ロッベンは壁際で立ち止まり、壁にかかっている絵画を見るともなしに見ながら言葉を継ぐ。


「素晴らしいことだ。森の奥深くで暮らしているイザドラにとって、人間の理解者が増えるというのはね。なんといってもお前には人間の血が流れているのだから。しかし——」


 イザドラは両手で抱えたティーカップに注がれた紅茶を、ぼんやりと眺めながら父親の話を聴いている。

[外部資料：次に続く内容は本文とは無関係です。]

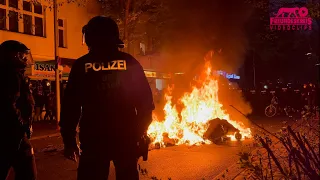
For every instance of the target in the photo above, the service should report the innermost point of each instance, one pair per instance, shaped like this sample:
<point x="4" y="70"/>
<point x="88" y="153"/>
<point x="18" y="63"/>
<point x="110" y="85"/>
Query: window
<point x="3" y="20"/>
<point x="27" y="6"/>
<point x="62" y="33"/>
<point x="13" y="3"/>
<point x="27" y="24"/>
<point x="13" y="21"/>
<point x="38" y="26"/>
<point x="25" y="17"/>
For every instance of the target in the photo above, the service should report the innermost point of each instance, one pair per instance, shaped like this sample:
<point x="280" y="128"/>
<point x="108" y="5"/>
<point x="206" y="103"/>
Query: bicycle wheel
<point x="270" y="111"/>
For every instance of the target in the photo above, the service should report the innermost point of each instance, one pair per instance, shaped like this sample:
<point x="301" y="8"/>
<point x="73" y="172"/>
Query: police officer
<point x="16" y="106"/>
<point x="109" y="96"/>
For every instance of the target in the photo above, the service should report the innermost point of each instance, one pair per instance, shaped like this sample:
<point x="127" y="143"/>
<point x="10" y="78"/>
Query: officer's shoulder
<point x="80" y="61"/>
<point x="129" y="59"/>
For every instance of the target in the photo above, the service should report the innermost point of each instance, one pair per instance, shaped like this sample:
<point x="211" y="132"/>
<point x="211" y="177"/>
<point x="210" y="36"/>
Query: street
<point x="177" y="162"/>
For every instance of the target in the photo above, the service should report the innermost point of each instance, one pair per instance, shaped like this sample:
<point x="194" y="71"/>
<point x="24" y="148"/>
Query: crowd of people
<point x="45" y="101"/>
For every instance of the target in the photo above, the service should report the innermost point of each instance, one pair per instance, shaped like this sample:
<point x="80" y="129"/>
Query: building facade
<point x="32" y="23"/>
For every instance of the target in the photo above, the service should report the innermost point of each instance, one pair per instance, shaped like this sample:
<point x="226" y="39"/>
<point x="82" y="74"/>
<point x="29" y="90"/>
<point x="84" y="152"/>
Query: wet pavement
<point x="177" y="162"/>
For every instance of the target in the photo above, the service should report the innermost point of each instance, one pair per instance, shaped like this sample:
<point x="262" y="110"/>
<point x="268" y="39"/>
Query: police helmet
<point x="16" y="54"/>
<point x="101" y="30"/>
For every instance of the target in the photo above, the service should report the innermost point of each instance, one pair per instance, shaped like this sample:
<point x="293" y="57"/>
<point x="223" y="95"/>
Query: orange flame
<point x="200" y="106"/>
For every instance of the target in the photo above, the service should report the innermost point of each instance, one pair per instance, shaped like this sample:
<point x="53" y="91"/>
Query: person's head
<point x="14" y="54"/>
<point x="101" y="32"/>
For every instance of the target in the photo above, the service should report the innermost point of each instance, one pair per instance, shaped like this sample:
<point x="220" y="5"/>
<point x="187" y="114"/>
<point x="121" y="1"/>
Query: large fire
<point x="199" y="107"/>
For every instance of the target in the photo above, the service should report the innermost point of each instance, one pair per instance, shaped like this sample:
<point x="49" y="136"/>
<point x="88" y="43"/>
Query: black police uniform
<point x="16" y="106"/>
<point x="109" y="90"/>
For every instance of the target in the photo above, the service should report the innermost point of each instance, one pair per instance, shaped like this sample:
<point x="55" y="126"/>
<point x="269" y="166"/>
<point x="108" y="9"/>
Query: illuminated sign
<point x="44" y="67"/>
<point x="150" y="74"/>
<point x="228" y="76"/>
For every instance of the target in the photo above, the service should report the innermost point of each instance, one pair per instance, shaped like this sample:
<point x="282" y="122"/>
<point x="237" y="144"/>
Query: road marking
<point x="45" y="136"/>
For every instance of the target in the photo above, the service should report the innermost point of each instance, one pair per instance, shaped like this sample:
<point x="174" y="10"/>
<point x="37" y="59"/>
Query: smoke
<point x="200" y="26"/>
<point x="232" y="98"/>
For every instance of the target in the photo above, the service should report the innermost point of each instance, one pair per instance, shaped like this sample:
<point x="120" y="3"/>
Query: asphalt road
<point x="178" y="162"/>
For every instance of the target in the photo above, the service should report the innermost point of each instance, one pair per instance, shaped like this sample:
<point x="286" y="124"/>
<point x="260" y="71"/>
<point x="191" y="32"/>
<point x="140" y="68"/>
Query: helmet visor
<point x="26" y="57"/>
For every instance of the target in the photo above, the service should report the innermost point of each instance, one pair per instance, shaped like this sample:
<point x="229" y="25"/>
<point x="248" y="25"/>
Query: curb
<point x="45" y="136"/>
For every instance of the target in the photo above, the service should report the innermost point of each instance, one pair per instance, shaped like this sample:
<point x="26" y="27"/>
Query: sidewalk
<point x="44" y="129"/>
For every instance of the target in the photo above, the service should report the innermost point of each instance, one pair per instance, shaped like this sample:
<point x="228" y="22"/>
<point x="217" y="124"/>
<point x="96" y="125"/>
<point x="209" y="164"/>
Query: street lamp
<point x="56" y="56"/>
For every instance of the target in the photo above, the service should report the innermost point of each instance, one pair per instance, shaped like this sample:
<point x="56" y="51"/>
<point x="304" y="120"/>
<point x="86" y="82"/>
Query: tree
<point x="4" y="15"/>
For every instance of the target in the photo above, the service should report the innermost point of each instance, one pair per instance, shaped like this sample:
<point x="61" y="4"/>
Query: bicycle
<point x="271" y="110"/>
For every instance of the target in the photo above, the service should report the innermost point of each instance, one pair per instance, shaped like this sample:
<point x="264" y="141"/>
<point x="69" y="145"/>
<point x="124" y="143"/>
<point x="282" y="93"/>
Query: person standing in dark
<point x="109" y="96"/>
<point x="16" y="106"/>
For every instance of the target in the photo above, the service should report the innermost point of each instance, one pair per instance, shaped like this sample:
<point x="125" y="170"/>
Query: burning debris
<point x="201" y="120"/>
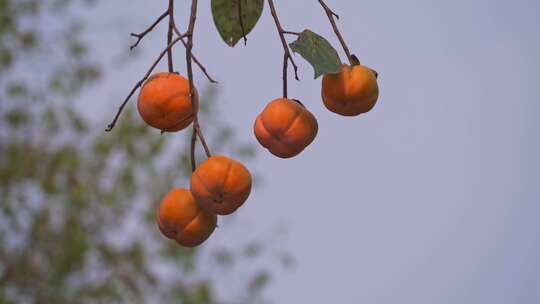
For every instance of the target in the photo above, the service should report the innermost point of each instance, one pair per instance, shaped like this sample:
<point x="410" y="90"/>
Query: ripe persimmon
<point x="285" y="127"/>
<point x="352" y="91"/>
<point x="221" y="184"/>
<point x="180" y="218"/>
<point x="164" y="102"/>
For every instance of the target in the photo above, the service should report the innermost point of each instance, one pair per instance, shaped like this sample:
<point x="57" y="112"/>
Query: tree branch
<point x="140" y="83"/>
<point x="170" y="33"/>
<point x="287" y="53"/>
<point x="189" y="59"/>
<point x="140" y="36"/>
<point x="331" y="16"/>
<point x="201" y="67"/>
<point x="241" y="21"/>
<point x="193" y="142"/>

「同時に気をつけなければいけないよ。人間は時に、魔族よりも狡猾で、闇のある部分を持っているからね。人間との関わりに慣れていないお前は、そういった人間の負の部分にも特に気をつけないといけない。そのためには……いつも言っていることだが、強くあらねばならないよ」


「心配いりませんわ、お父様」


 イザドラは初めて顔を上げて父親の顔を見ながら微笑んだ。


「たとえ人間が私を出し抜こうとしても、私はそれを叩き潰してみせます。どんなときでも、誰が相手であっても、私は決して屈服したりしない」


 娘の返答に、父親も満足げに微笑みを返した。それからロッベンは写真たてを手に取り「あの子はまだ帰らないかい?」と訊いた。イザドラは少し俯いて無言のまま返答しなかった。それを見たロッベンが優しい声色で諭すように言葉をかける。

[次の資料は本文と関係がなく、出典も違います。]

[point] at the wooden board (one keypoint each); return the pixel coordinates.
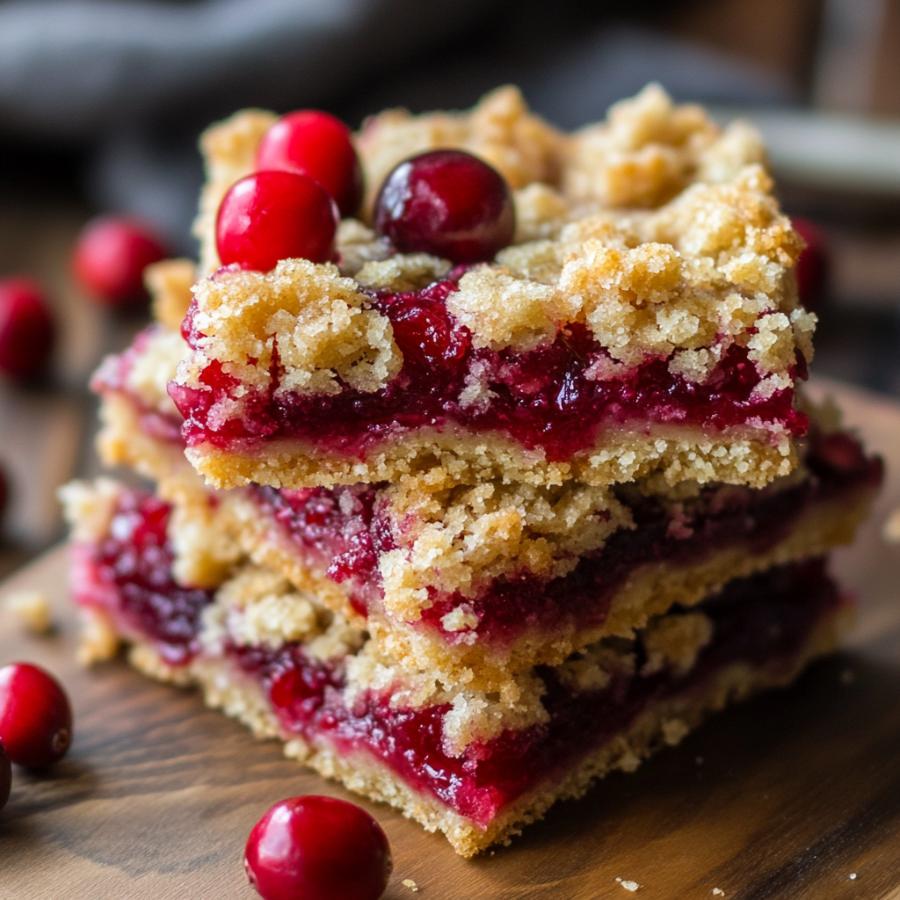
(786, 796)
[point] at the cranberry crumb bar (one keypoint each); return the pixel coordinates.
(477, 581)
(481, 463)
(475, 765)
(643, 317)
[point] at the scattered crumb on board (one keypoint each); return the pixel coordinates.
(32, 608)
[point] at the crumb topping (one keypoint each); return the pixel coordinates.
(88, 507)
(500, 129)
(204, 553)
(458, 538)
(169, 283)
(152, 369)
(31, 607)
(307, 316)
(655, 229)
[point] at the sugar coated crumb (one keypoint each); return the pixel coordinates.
(32, 609)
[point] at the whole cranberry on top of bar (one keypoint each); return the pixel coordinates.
(642, 316)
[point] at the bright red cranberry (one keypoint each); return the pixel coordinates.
(812, 265)
(270, 216)
(5, 777)
(27, 329)
(318, 848)
(448, 203)
(35, 716)
(318, 145)
(110, 257)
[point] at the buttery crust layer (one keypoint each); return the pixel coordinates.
(678, 454)
(660, 725)
(649, 590)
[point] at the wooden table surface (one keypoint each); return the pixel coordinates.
(787, 796)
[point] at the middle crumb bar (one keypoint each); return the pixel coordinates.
(477, 582)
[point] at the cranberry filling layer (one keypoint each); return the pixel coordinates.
(112, 378)
(763, 621)
(128, 575)
(545, 398)
(341, 533)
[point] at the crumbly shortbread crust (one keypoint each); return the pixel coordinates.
(649, 591)
(656, 230)
(661, 724)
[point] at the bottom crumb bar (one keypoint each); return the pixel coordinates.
(476, 766)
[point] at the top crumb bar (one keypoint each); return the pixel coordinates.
(644, 319)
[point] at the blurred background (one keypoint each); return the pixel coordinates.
(101, 104)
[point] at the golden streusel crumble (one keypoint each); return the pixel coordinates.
(656, 230)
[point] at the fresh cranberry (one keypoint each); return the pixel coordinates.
(35, 716)
(270, 216)
(5, 777)
(449, 203)
(27, 330)
(812, 265)
(316, 144)
(318, 848)
(110, 257)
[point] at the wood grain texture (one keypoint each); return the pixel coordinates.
(785, 796)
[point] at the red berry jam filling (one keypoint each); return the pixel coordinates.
(544, 398)
(341, 533)
(128, 574)
(338, 531)
(762, 621)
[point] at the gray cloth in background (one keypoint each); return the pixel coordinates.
(136, 81)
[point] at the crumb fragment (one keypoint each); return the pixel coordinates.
(892, 528)
(32, 608)
(99, 641)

「心配いらないよ、イザドラ。私はその件に関しても、とてもいいことだと思っている」


 イザドラは思わず顔を上げて父親の横顔をもう一度見た。ロッベンは写真を眺めながら語り続ける。


「お前には、人間と魔族、両方の血が流れている。だからこそ誰よりも強くあらねばならないんだ。人間と魔族の両方から奪われないためにね。誰に対しても決して屈服してはいけない。そして、それはあの子も同じことだ。だからこそ……お互いに強くあろうとするなら、衝突することだってあるだろう。それでいい。あの子はあの子で、出て行った先で強さを身に着けていくだろう。私はそれを楽しみにしているんだよ」


 父親の言葉を聴いた吸血鬼の娘は、窓の外をぼんやりと眺めながら、出て行った相手のことを考えているようだった。再会の目的を果たしたロッベンは、少し立ち止まって娘の顔を見た後で、ドアの方へ歩き出す。

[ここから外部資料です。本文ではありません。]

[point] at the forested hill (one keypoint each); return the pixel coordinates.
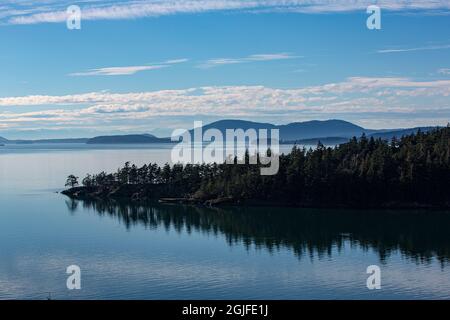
(366, 172)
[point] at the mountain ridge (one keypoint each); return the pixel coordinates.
(295, 132)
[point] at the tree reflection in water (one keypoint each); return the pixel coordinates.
(417, 234)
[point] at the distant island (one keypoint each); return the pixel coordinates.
(412, 172)
(330, 132)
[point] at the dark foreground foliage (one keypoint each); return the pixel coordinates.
(412, 171)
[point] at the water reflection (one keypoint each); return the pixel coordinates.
(418, 235)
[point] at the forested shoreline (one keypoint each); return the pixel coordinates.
(413, 171)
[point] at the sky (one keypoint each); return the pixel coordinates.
(155, 66)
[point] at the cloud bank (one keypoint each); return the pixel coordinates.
(355, 98)
(52, 11)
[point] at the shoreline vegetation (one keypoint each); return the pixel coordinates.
(411, 172)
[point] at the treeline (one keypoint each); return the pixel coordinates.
(362, 172)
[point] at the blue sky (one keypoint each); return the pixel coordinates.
(151, 66)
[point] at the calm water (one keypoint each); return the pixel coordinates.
(179, 252)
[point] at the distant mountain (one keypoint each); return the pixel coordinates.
(297, 130)
(125, 139)
(308, 132)
(317, 129)
(400, 132)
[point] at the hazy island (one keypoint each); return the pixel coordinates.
(413, 171)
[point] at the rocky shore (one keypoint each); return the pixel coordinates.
(141, 193)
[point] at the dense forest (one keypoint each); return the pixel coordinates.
(411, 171)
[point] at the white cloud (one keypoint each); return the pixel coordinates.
(116, 71)
(434, 47)
(128, 70)
(356, 95)
(445, 71)
(51, 11)
(251, 58)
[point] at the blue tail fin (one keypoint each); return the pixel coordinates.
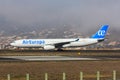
(101, 33)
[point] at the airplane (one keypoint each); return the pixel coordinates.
(51, 44)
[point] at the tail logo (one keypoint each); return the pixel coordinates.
(101, 32)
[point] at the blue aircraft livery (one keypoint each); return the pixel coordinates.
(33, 42)
(101, 33)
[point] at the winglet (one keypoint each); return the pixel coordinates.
(101, 33)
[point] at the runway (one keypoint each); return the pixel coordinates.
(57, 58)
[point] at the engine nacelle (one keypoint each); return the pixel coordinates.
(49, 47)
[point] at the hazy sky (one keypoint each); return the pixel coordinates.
(78, 13)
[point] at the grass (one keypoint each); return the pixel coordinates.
(18, 70)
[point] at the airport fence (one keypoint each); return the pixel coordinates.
(98, 76)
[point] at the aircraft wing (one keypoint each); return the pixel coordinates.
(59, 45)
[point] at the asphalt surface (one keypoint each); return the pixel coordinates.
(57, 58)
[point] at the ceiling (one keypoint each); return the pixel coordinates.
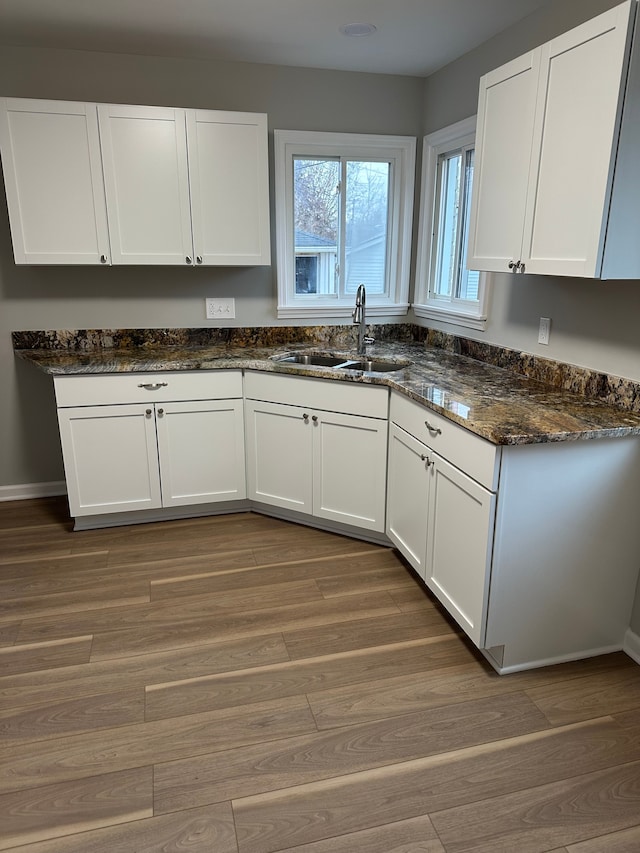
(414, 37)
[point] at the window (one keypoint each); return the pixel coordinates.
(445, 288)
(343, 218)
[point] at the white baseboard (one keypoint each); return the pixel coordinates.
(632, 645)
(27, 491)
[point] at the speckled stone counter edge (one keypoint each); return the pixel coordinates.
(606, 388)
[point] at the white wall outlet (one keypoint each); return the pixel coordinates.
(544, 332)
(220, 308)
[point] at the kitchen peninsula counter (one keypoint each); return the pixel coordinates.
(494, 402)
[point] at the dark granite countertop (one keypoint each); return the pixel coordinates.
(493, 402)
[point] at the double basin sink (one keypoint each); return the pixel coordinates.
(341, 362)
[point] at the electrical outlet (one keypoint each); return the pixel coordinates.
(220, 308)
(544, 332)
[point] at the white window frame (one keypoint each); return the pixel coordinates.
(460, 312)
(401, 152)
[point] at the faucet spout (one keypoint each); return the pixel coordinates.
(359, 318)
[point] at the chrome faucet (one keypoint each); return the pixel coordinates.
(359, 320)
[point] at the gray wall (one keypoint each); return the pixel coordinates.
(138, 297)
(594, 324)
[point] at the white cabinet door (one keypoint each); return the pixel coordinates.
(459, 545)
(408, 497)
(201, 449)
(574, 140)
(53, 178)
(279, 455)
(504, 133)
(229, 175)
(110, 458)
(144, 153)
(349, 469)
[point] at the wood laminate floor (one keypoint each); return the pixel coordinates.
(240, 684)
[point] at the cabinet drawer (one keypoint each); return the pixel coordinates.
(147, 387)
(472, 454)
(330, 395)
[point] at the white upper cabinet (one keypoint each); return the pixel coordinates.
(503, 152)
(53, 177)
(566, 135)
(229, 171)
(144, 152)
(187, 187)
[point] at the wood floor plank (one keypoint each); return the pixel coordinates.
(295, 678)
(213, 582)
(109, 751)
(35, 512)
(71, 716)
(415, 597)
(144, 639)
(8, 633)
(259, 768)
(385, 713)
(179, 541)
(51, 811)
(47, 574)
(356, 582)
(209, 830)
(532, 821)
(473, 678)
(111, 594)
(590, 696)
(51, 686)
(364, 633)
(298, 550)
(406, 836)
(623, 841)
(45, 655)
(160, 615)
(84, 571)
(351, 803)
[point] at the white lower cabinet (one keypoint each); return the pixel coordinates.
(442, 521)
(159, 452)
(317, 459)
(532, 549)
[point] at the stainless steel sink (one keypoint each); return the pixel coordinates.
(311, 358)
(372, 366)
(341, 362)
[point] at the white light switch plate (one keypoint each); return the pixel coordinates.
(220, 308)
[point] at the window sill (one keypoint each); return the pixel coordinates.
(459, 318)
(340, 311)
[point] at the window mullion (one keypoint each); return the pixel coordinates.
(342, 229)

「また来るからね。強くあるんだよ、イザドラ。誰よりも強く」


 そう言ってドアを開けて出て行く父親の背中に、娘はぽつりと声をかけた。


「ありがとう、お父様」


 


「やれやれ、ひどい目にあったな……」


 廊下で猟師の恰好をしたままのデビッドが掃除をしながら呟く。


「ああ、もうあんな目には二度と会いたくないな」

 

 ネコ型ファッションに身を包んだままのルカが同意する。


 二人の背後から威厳に満ちた声が飛んでくる。


「バビッドさん、カルンさん、先ほどはありがとう。今日はこれで失礼しますが、バットホールとイザドラのことをどうかよろしくお願いします」


 素晴らしい反射神経で、二人の英雄は表情を作り変えて応対する。


「うむ、ワシにまかせておけ。ワシにかかれば廊下の掃除なんぞ、熊を素手で倒すより簡単なことじゃ」


「にゃるん! ロッベンさんも来てくれてありがとうだにゃ! またお会いしたいにゃ!」


 ロッベンは二人ににっこりと会釈して立ち去って行った。




 執事のベルモッドがイザドラの居室のドアを叩く。


「失礼いたします」


「あらベルモッド、お父様は見送ってくれた?」


「はい、つつがなくお帰りになられましてございます。それで――」


「なにかあったかしら?」


 イザドラが怪訝な顔で執事に訊ねると、ベルモッドは主に訊ねた。


「御父上とは、お話になられましたでしょうか?」


「ええ、いつも通りよ」


 吸血鬼がさらりと答えると、デーモンの執事は重々しく言葉を継ぐ。


「御父上は、非常にご立派な考えをお持ちの方です。そうしてその教えを継いだお嬢様共々、私は敬服しております。だからこそ……先日もお話ししたとおり、英雄の取り扱いにはくれぐれもお気をつけくださるよう、お願いしたいのです」


 デーモンの言葉に、吸血鬼は当たり前といって様子で、ため息をついて同意する。

 

「もちろんよ、ベルモッド。私は誰にも負けない、誰にも屈服しない。だからこそ、支配する。支配し、服従させる。それがこの世界の全てだもの」


「左様にございます。支配と服従こそがこの世の理。私めとしたことが、不要な言葉をお耳に入れてしまいました。申し訳ありません。お嬢様がこの国の12英雄を、全て支配し服従させる姿を、楽しみにしております」


 ベルモッドは満足そうに笑いながらそう言って部屋を出て行く。イザドラは少し目をつぶってため息をついてから、窓の外に目をやった。デビッドとルカが館の影で何かごそごそやっている。




「もう耐えられない! 通信魔法で応援を呼ぶぞ! 俺は一刻も早くここから出たい!」


「ま、待てルカ! 俺達にはイザドラの素性を明かしたら死ぬ魔法がかかってるんだぞ!」


「素性を明かさなければいいんだろう? 心配いらないさ」


 デビッドの制止を振り払い、ルカは通信魔術を展開させ始める。


「しかし、こんな森の奥で、アイテムも使わずに通信なんて通るのか?」


 不安げな勇者の呟きに、ルカは額に血管を浮かび上がらせて魔術を展開させながら、不敵に答える。


「魔術のことなら任せてくれよ……」


 キイイン、と音が鳴って術が完成し、小さな魔法陣が地面から浮かび上がってきて、空中へ垂直に静止する。

 

 しかし、通信はなかなか繋がらない。二人は祈るような顔で魔法陣に耳を当てながら、相手が応答するのを待った。


「……ザザッ…………こちらゼクス……」


 仲間の応答に、ルカが叫び返す。


「こちらルカ! 吸血鬼の館にいる! やつの魔力属性は氷! ボーメラだ! 炎の魔女ボーメラを呼べ!」


 館の窓際で、紅茶を飲みながらその様子を眺めていた吸血鬼の目つきが少しだけ険しくなる。